La remise de chèque s’est déroulée le 23 janvier en présence des élus de la ville de Toulon, des marraines, des représentants de l’association et de VINCI Autoroutes.
Le projet porté par l’association consiste en l’aménagement de 9 studios, situés en quartier prioritaire de Saint-Jean-du-Var à Toulon, dédiés à la mise à l’abri de familles avec des enfants de moins de 4 ans.
En 2023, l’Îlot a accompagné plus de 1 500 personnes en grande précarité dont du public justice dans leur parcours de réinsertion. Les résultats sont positifs : grâce à l’Îlot, ce sont des centaines de personnes qui ont réussi à décrocher qui un emploi, qui un logement autonome, qui la formation souhaitée, qui des liens apaisés avec leurs enfants. Ces résultats sont les fruits de la méthode l’Îlot, une méthode d’accompagnement à la fois global et personnalisé. Global, car il vise à restaurer les 4 piliers indispensables à une réinsertion réussie : le logement, l’emploi, la santé et les liens sociaux, familiaux. Personnalisé car il s’adapte à la singularité de chacun et travaille avec la personne accompagnée à surmonter ce qui fait obstacle à sa réinsertion.
SPIRALE DE LA PRÉCARITÉ DÉJOUÉE PAR L’ACCOMPAGNEMENT SOCIO-ÉDUCATIF
Les difficultés que rencontrent les personnes en situation de précarité s’entremêlent. Il faut des ressources pour prétendre louer un logement. Il faut une adresse pour décrocher un emploi ou percevoir des allocations. Pour avoir un emploi il faut être en bonne santé. Pour être en bonne santé il faut avoir accès à ses droits et un lieu pour recevoir des soins. Pour faire des démarches il faut savoir utiliser internet et avoir un bon moral.

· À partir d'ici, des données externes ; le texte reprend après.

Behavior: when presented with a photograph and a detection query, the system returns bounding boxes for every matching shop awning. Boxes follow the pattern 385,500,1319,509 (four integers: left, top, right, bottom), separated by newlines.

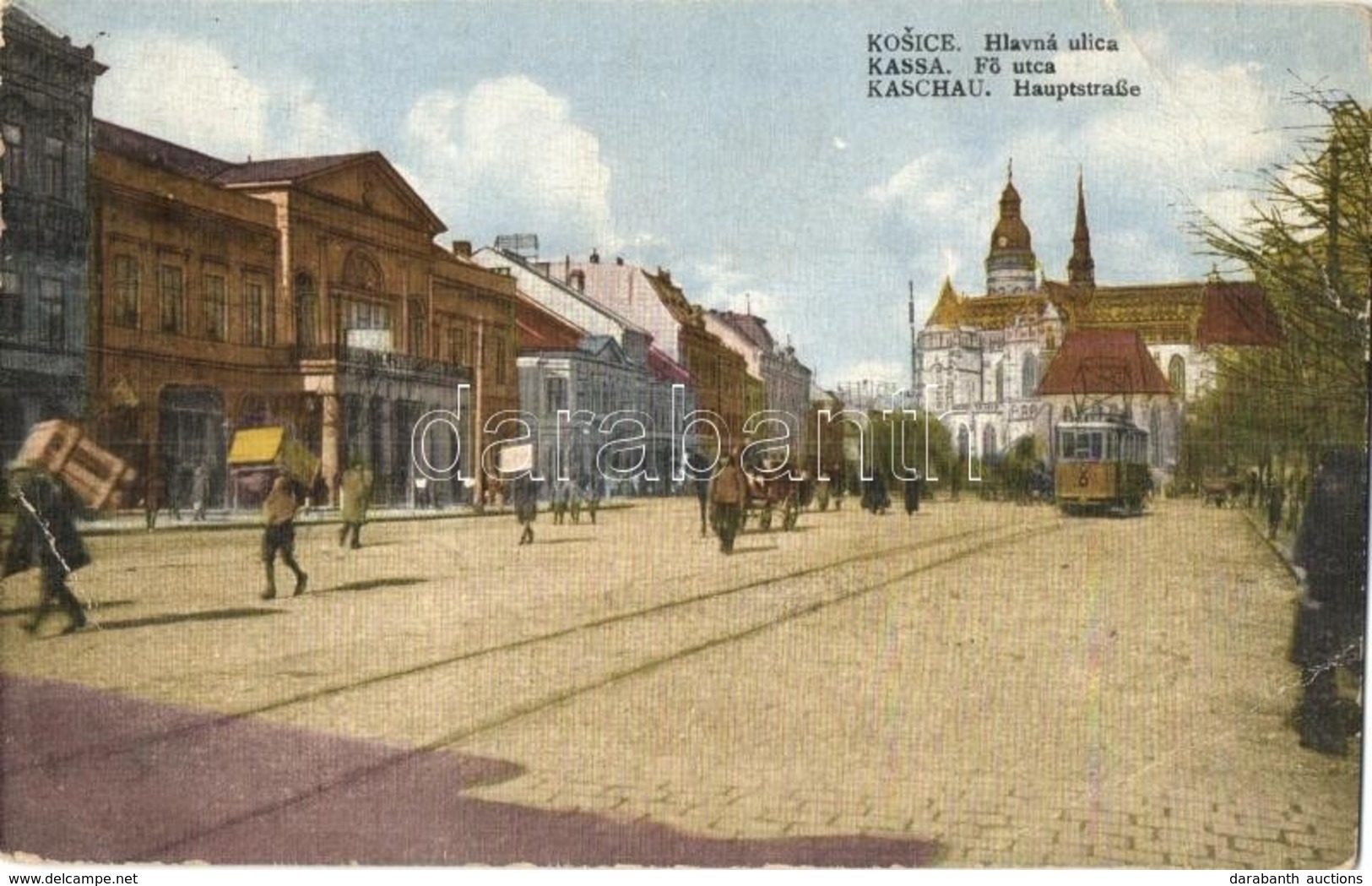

229,428,285,465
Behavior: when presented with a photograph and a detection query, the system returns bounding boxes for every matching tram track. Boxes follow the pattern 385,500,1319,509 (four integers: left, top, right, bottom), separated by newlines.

9,518,1004,774
127,523,1066,862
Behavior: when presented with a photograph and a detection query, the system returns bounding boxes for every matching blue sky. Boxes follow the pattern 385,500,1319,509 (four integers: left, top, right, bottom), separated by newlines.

35,0,1372,385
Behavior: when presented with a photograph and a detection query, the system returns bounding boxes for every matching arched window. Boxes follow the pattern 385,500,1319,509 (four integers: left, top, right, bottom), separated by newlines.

1019,354,1038,396
295,273,320,347
1148,406,1162,468
409,299,428,358
343,250,382,291
1168,354,1187,400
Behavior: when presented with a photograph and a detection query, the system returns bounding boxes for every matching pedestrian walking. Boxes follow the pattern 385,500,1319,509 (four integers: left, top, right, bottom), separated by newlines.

262,476,310,600
143,475,167,530
1293,450,1368,754
339,461,373,550
513,473,538,545
862,470,891,517
709,455,748,554
191,462,210,521
553,480,572,525
902,470,924,517
0,462,90,633
1268,483,1286,541
586,477,601,525
686,453,709,538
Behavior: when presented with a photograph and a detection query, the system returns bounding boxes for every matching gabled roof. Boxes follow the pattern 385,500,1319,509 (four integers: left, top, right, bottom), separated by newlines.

925,277,962,326
1196,283,1286,347
709,310,777,352
514,296,586,354
648,347,693,384
578,334,628,363
94,119,447,235
215,151,386,185
1038,329,1172,395
480,247,652,336
92,119,233,181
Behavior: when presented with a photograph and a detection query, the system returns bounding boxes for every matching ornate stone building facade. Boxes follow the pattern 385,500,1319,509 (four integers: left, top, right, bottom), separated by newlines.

555,253,760,448
90,121,518,502
705,310,815,466
0,4,106,464
474,248,696,494
911,171,1269,469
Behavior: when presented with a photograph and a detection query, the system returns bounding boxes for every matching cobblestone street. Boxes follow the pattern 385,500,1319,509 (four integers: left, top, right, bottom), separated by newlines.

0,497,1361,868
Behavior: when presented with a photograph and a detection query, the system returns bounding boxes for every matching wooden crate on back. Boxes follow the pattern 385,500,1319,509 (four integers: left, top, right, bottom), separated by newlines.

19,420,138,510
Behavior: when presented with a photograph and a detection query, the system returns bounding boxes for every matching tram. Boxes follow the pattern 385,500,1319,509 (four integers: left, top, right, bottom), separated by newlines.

1054,416,1152,514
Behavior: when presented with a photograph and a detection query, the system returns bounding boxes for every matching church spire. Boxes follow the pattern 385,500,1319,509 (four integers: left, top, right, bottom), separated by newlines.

986,163,1038,295
1067,169,1096,286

Pour avoir un bon moral il faut avoir des liens sociaux positifs, ne pas être isolé ou en situation de précarité, etc. Les freins sont multiples, se nouent entre eux et réclament un appui solide, une aide compétente pour réussir à les lever. Après un bilan de la situation de chacun sur le plan administratif, professionnel, financier, médical et familial, les travailleurs sociaux des Centres d’hébergement, des dispositifs de retour à l’emploi ou des dispositifs de suivi de soins, organisent des rendez-vous individuels pour aider les personnes accompagnées à restaurer ce qui est fragile, pour observer et encourager les évolutions. En dehors de ces moments réguliers et planifiés les équipes de l’Îlot restent accessibles aux sollicitations des bénéficiaires. Leur écoute, leur professionnalisme et leur bienveillance sont moteurs pour les personnes qu’ils accompagnent.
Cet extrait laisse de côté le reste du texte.